AMARILLO – Implementation of the newest farm bill has been slow, but the regulations are written, and U.S. Agriculture Secretary Sonny Perdue announced sign up officially began Sept. 3.
However, Texas A&M AgriLife Extension Service is letting producers at meetings around the state know that since so much is still undecided, it may be prudent to wait until Oct. 1 when they can sign up for 2019 and 2020.
The 2014 farm bill, which covered 2014-2018, expired at the end of 2018. The new 2018 farm bill passed in December and covers 2019-2023 crop years. Sign-up in 2019 was delayed by the government shutdown and is only beginning this month. But, waiting until October will provide producers the opportunity to enroll for both 2019 and 2020.
DeDe Jones, AgriLife Extension risk management specialist, Amarillo, recently spoke at a Randall County field day and said, “Either way you should have a while. But in terms of overall bill, this new legislation is pretty much the 2014 farm bill with a cherry on top. No new money at all.”
She said some programs are tweaked for the better, some not. Enhancements have been made to Agricultural Risk Coverage, ARC, and updated yield options are offered on Price Loss Coverage, PLC.
ARC is a “shallow loss” program that covers drops in income relative to a benchmark revenue, Jones explained, while PLC is a “deep loss” program that covers losses in income due to national price declines of a covered commodity below established reference prices.
Producers will not be allowed to update or reallocate base acres, and base acres planted to pasture or grass will no longer receive payments, Jones said. That only affects farms where all base acres were out of production from Jan. 1, 2009 to Dec. 31, 2017, and these farms can apply to participate in a grassland incentive contract under the Conservation Stewardship Program for $18 per acre.

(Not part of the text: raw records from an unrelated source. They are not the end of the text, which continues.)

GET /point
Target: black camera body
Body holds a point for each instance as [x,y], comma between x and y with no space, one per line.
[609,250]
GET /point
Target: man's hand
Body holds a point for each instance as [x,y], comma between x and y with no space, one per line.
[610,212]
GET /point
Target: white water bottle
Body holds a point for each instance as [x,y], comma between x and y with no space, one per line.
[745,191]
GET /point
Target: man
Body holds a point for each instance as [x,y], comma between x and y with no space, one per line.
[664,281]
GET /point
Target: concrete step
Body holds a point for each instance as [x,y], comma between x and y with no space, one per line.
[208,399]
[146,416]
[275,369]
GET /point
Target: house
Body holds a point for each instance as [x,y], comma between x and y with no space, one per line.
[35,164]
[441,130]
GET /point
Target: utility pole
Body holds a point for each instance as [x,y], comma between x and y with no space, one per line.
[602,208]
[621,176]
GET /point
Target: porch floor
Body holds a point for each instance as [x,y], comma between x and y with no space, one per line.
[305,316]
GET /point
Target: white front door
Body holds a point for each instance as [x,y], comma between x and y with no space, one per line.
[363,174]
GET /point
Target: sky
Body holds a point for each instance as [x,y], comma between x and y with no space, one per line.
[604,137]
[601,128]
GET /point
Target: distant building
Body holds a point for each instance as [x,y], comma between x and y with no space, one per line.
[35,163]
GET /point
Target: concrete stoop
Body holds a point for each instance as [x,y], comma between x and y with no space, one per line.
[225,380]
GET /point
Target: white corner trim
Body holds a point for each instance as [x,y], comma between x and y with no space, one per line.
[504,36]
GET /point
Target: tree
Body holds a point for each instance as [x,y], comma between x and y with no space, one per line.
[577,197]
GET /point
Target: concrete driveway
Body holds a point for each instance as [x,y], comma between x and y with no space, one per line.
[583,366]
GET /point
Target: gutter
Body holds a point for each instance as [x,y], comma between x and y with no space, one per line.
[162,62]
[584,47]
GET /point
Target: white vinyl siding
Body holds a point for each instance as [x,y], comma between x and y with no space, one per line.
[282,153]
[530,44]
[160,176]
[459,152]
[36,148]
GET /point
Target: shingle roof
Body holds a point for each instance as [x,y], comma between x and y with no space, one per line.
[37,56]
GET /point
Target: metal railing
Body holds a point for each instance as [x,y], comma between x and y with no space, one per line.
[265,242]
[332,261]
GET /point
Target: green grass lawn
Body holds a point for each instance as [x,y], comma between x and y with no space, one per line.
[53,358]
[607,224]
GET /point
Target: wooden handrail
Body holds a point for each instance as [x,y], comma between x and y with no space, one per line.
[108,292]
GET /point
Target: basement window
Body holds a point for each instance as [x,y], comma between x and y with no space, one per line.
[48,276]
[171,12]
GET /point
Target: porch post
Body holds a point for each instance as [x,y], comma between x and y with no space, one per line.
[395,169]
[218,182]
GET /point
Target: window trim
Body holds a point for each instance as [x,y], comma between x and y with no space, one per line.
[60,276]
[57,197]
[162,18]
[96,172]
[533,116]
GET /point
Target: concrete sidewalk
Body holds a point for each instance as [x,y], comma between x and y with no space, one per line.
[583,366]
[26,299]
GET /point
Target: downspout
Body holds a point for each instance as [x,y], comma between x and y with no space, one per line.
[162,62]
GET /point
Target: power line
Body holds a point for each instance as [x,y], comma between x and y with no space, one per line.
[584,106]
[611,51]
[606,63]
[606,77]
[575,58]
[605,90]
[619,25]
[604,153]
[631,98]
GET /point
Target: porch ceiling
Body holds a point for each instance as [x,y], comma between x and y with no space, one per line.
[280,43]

Justin Benavidez, Ph.D., AgriLife Extension economist, Amarillo, said the Agricultural and Food Policy Center at Texas A&M, or AFPC, College Station, can help producers work through their options with the 2018 Farm Bill Decision Aid.
The AFPC Farm Bill Decision aid will address two major decisions that must be considered under the 2018 farm bill, Benavidez said.
“The first decision for producers to consider is whether or not they want to update their payment yields,” he said. “The decision aid allows producers to enter their 2014 PLC payment yield, and the information associated with the chosen crop, practice, acreage and yield for that farm. The tool will use that information to calculate an updated payment yield based on the regulations in the farm bill.”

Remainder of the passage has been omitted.